À 17 ans, il prend ses bagages et file à l’École cantonale d’art de Lausanne pour commencer à se poser, concrètement, des questions artistiques en touchant au dessin, au graphisme, à la photo et, bien sûr, à la narration. Au cours de cette formation pluridisciplinaire emplie de bouillonnement créatif, il réalise plusieurs courts-métrages sélectionnés dans de nombreux festivals : Limbes, Répétition, Hors scène, Suspendu…
Diplôme en poche, le Lyonnais devenu Suisse se penche sur le genre documentaire et suit une jeune violoniste ukrainienne, arrivée en Suisse juste avant le mouvement EuroMaïdan. Touché en plein cœur par son témoignage bouleversant, il trouve là le sujet de son prochain film, Olga.

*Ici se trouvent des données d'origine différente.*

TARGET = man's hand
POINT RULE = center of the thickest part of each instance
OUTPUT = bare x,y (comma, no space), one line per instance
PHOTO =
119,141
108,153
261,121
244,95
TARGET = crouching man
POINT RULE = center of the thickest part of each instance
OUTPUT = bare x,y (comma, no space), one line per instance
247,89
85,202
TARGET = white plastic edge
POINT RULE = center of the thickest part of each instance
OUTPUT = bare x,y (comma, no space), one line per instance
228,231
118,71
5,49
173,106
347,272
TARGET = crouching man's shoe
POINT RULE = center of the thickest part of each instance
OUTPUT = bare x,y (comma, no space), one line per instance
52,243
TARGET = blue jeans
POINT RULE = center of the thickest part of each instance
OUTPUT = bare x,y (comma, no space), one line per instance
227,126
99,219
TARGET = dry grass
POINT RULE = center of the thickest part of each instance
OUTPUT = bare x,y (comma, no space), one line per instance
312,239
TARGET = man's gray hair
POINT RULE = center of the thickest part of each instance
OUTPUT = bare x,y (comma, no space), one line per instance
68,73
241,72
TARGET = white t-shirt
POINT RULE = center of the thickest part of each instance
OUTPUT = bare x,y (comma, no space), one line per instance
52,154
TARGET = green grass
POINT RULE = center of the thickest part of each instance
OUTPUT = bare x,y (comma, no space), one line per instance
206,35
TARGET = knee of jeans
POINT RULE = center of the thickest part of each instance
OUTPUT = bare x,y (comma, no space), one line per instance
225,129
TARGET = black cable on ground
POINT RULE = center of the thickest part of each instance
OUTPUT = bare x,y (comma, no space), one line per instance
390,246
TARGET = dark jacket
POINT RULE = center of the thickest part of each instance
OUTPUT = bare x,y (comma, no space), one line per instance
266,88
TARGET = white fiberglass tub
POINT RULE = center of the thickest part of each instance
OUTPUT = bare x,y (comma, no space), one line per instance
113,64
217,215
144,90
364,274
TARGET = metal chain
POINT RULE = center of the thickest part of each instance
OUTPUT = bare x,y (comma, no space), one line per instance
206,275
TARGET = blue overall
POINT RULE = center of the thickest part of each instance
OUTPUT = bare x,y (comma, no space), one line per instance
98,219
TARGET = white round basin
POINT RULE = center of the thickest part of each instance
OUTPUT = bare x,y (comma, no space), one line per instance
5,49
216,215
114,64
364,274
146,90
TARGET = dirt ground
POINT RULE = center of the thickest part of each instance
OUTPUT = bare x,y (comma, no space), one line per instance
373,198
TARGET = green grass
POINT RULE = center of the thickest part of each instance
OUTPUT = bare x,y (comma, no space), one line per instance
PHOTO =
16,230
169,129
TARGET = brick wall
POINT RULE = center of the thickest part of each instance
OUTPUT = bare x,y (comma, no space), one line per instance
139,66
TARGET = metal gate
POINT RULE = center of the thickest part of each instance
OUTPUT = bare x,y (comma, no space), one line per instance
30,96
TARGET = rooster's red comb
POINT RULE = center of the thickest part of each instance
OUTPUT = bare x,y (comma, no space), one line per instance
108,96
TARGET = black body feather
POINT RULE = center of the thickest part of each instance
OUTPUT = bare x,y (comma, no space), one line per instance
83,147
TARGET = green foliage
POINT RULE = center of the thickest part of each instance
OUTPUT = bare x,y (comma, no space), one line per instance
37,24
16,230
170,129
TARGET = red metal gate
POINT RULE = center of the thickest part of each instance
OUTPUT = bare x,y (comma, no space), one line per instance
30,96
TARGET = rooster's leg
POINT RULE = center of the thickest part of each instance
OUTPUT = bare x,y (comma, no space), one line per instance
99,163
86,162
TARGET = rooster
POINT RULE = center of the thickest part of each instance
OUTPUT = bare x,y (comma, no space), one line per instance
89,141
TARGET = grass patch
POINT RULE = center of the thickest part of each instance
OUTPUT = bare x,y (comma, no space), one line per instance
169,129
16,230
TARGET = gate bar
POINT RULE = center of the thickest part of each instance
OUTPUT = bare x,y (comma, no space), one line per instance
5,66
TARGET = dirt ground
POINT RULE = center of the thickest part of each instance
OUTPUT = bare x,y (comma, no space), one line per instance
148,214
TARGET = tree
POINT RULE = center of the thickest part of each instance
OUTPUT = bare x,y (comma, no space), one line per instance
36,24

Cette fois, il suit une jeune gymnaste ukrainienne, tiraillée entre la Suisse, où elle s’entraîne pour le championnat européen en vue des Jeux olympiques, et Kiev, où sa mère journaliste couvre les événements d’EuroMaïdan.
La guerre à l’écran
En 2013, ces manifestations pro-européennes ont conduit à des mouvements de contestation très violents, où se sont succédé pendant plusieurs mois des arrestations choquantes, entre coups de matraque et gaz lacrymogène. Les blessés et les morts ont transformé à tout jamais le visage de la capitale ukrainienne.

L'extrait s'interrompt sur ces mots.